The Multibinder Javadoc:
An API to bind multiple values separately, only to later inject them as a complete collection. Multibinder is intended for use in your application's module:
public class SnacksModule extends AbstractModule {
protected void configure() {
Multibinder<Snack> multibinder
= Multibinder.newSetBinder(binder(), Snack.class);
multibinder.addBinding().toInstance(new Twix());
multibinder.addBinding().toProvider(SnickersProvider.class);
multibinder.addBinding().to(Skittles.class);
}
}
With this binding, a
Set<Snack>
can now be injected:
class SnackMachine {
@Inject
public SnackMachine(Set<Snack> snacks) { ... }
}
Create multibindings from different modules is supported. For example, it is okay to have both
CandyModule
and
ChipsModule
to both create their own
Multibinder<Snack>
, and to each contribute bindings to the set of snacks. When that set is injected, it will contain elements from both modules.
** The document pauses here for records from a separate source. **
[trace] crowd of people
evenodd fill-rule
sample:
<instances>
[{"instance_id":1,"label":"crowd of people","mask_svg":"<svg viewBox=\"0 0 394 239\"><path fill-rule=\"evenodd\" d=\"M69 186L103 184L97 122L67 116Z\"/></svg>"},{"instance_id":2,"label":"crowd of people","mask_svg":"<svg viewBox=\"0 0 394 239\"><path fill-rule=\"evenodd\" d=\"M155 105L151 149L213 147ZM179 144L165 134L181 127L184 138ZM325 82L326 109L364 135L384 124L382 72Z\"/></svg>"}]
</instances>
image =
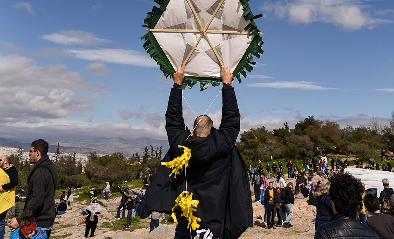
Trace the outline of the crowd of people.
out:
<instances>
[{"instance_id":1,"label":"crowd of people","mask_svg":"<svg viewBox=\"0 0 394 239\"><path fill-rule=\"evenodd\" d=\"M288 161L287 179L279 170L276 176L270 179L268 163L265 171L261 165L249 166L254 201L260 201L264 205L266 228L292 226L295 198L308 198L308 203L316 208L315 238L394 238L394 191L389 187L389 180L382 180L384 189L379 197L366 194L365 185L359 179L343 173L348 162L326 158L322 155L306 159L301 168ZM328 173L323 172L321 169L327 168L329 162L335 169L329 167ZM321 181L314 183L315 177ZM293 183L296 183L294 188Z\"/></svg>"}]
</instances>

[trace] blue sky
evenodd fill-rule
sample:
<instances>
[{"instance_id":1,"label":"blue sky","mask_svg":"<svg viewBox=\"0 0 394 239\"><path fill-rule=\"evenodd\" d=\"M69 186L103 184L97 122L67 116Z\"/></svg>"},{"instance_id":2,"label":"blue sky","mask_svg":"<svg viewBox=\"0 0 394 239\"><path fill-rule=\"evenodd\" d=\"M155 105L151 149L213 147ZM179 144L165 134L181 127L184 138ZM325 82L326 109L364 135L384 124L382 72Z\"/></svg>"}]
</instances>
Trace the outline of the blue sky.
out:
<instances>
[{"instance_id":1,"label":"blue sky","mask_svg":"<svg viewBox=\"0 0 394 239\"><path fill-rule=\"evenodd\" d=\"M241 133L305 117L387 124L394 94L394 1L252 0L265 52L235 82ZM140 37L153 0L0 1L0 137L166 139L172 80ZM220 91L184 91L191 126ZM207 111L218 125L219 95ZM246 117L246 115L247 117Z\"/></svg>"}]
</instances>

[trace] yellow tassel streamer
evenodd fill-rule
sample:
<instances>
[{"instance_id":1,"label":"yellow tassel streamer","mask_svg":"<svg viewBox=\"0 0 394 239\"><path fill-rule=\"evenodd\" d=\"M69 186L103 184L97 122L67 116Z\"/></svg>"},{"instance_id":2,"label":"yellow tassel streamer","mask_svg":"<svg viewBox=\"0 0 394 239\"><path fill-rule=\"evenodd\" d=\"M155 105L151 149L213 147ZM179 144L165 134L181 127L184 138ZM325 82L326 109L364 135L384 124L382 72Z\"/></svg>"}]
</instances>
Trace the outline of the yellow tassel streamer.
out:
<instances>
[{"instance_id":1,"label":"yellow tassel streamer","mask_svg":"<svg viewBox=\"0 0 394 239\"><path fill-rule=\"evenodd\" d=\"M174 213L174 209L177 206L181 207L182 213L181 214L181 217L185 217L189 221L188 228L191 226L192 229L196 230L199 227L200 225L197 222L200 222L201 218L194 216L193 212L197 211L197 206L199 203L198 200L192 200L192 196L193 194L188 191L183 191L179 196L175 199L175 205L172 208L172 218L174 222L178 223L178 221Z\"/></svg>"},{"instance_id":2,"label":"yellow tassel streamer","mask_svg":"<svg viewBox=\"0 0 394 239\"><path fill-rule=\"evenodd\" d=\"M161 163L161 164L165 165L167 168L172 169L172 172L168 175L168 177L171 177L172 174L174 174L174 178L177 177L177 174L180 174L183 165L185 165L187 168L189 166L189 160L190 156L192 156L190 149L181 145L178 145L178 147L184 148L183 154L179 157L177 157L172 161L167 163Z\"/></svg>"}]
</instances>

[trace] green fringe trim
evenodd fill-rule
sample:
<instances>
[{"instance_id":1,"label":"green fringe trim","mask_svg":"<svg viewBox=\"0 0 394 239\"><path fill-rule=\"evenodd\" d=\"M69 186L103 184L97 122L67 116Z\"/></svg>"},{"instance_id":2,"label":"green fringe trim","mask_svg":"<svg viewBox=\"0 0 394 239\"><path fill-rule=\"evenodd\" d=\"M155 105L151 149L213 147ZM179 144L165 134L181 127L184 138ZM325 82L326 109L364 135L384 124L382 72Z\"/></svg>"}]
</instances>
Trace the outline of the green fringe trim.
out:
<instances>
[{"instance_id":1,"label":"green fringe trim","mask_svg":"<svg viewBox=\"0 0 394 239\"><path fill-rule=\"evenodd\" d=\"M147 53L150 55L150 58L157 63L166 78L175 73L175 69L154 37L153 33L149 32L143 36L141 39L145 41L143 45L144 48L147 51Z\"/></svg>"},{"instance_id":2,"label":"green fringe trim","mask_svg":"<svg viewBox=\"0 0 394 239\"><path fill-rule=\"evenodd\" d=\"M155 2L159 5L159 7L154 6L152 11L147 14L147 17L144 20L144 23L146 25L142 26L151 29L154 29L170 0L154 0ZM244 77L246 77L247 76L245 69L250 72L253 69L253 66L256 65L256 63L253 60L253 55L260 58L260 56L264 52L261 49L264 42L263 42L262 38L260 36L260 31L254 22L254 19L261 17L263 15L262 14L253 15L248 3L250 0L239 0L243 8L244 18L246 21L250 21L250 23L245 27L244 30L250 31L251 36L254 35L250 45L233 72L233 75L238 80L239 82L241 83L242 81L241 75L242 75ZM160 66L160 69L163 71L166 78L169 76L172 78L173 75L175 73L175 70L163 51L153 33L148 32L143 36L141 39L144 39L145 41L143 45L144 48L150 55L150 57L157 63ZM220 85L221 83L220 77L186 76L183 84L182 84L182 88L184 89L186 87L191 88L197 81L200 83L201 91L206 89L206 85L209 83L211 83L214 87Z\"/></svg>"},{"instance_id":3,"label":"green fringe trim","mask_svg":"<svg viewBox=\"0 0 394 239\"><path fill-rule=\"evenodd\" d=\"M261 47L264 42L263 42L263 39L260 35L261 32L257 28L256 23L254 22L254 19L261 17L263 15L262 14L258 14L255 16L253 15L248 3L249 0L239 0L243 8L244 18L246 21L250 21L250 23L245 27L244 29L250 32L251 36L254 35L250 45L249 45L245 53L241 58L235 69L234 69L234 72L233 72L233 75L238 80L239 82L241 83L242 81L241 75L242 75L244 77L246 77L247 76L245 69L246 69L250 73L253 70L253 66L256 65L256 62L253 60L253 56L260 58L260 56L264 53L264 50L261 49Z\"/></svg>"},{"instance_id":4,"label":"green fringe trim","mask_svg":"<svg viewBox=\"0 0 394 239\"><path fill-rule=\"evenodd\" d=\"M151 12L147 13L147 17L144 20L144 23L147 24L147 26L143 25L143 26L148 27L151 29L154 28L170 1L171 0L154 0L154 2L159 4L159 7L154 6Z\"/></svg>"}]
</instances>

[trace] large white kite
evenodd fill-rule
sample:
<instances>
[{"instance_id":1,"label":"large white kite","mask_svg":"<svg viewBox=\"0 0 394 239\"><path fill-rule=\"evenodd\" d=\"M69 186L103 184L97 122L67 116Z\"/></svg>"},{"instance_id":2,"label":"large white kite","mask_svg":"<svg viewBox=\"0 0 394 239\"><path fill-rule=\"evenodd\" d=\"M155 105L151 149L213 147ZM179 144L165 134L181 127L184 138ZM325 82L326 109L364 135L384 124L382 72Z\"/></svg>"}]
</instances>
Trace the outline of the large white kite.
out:
<instances>
[{"instance_id":1,"label":"large white kite","mask_svg":"<svg viewBox=\"0 0 394 239\"><path fill-rule=\"evenodd\" d=\"M182 88L220 85L227 65L238 81L255 65L263 42L248 0L155 0L144 20L144 48L166 77L186 61Z\"/></svg>"}]
</instances>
Elements are resolved at set injection time. If an element is bound to a provider, that provider's get method will be called each time the set is injected (unless the binding is also scoped).
Annotations are be used to create different sets of the same element type. Each distinct annotation gets its own independent collection of elements.
Elements must be distinct. If multiple bound elements have the same value, set injection will fail.
Elements must be non-null. If any set element is null, set injection will fail.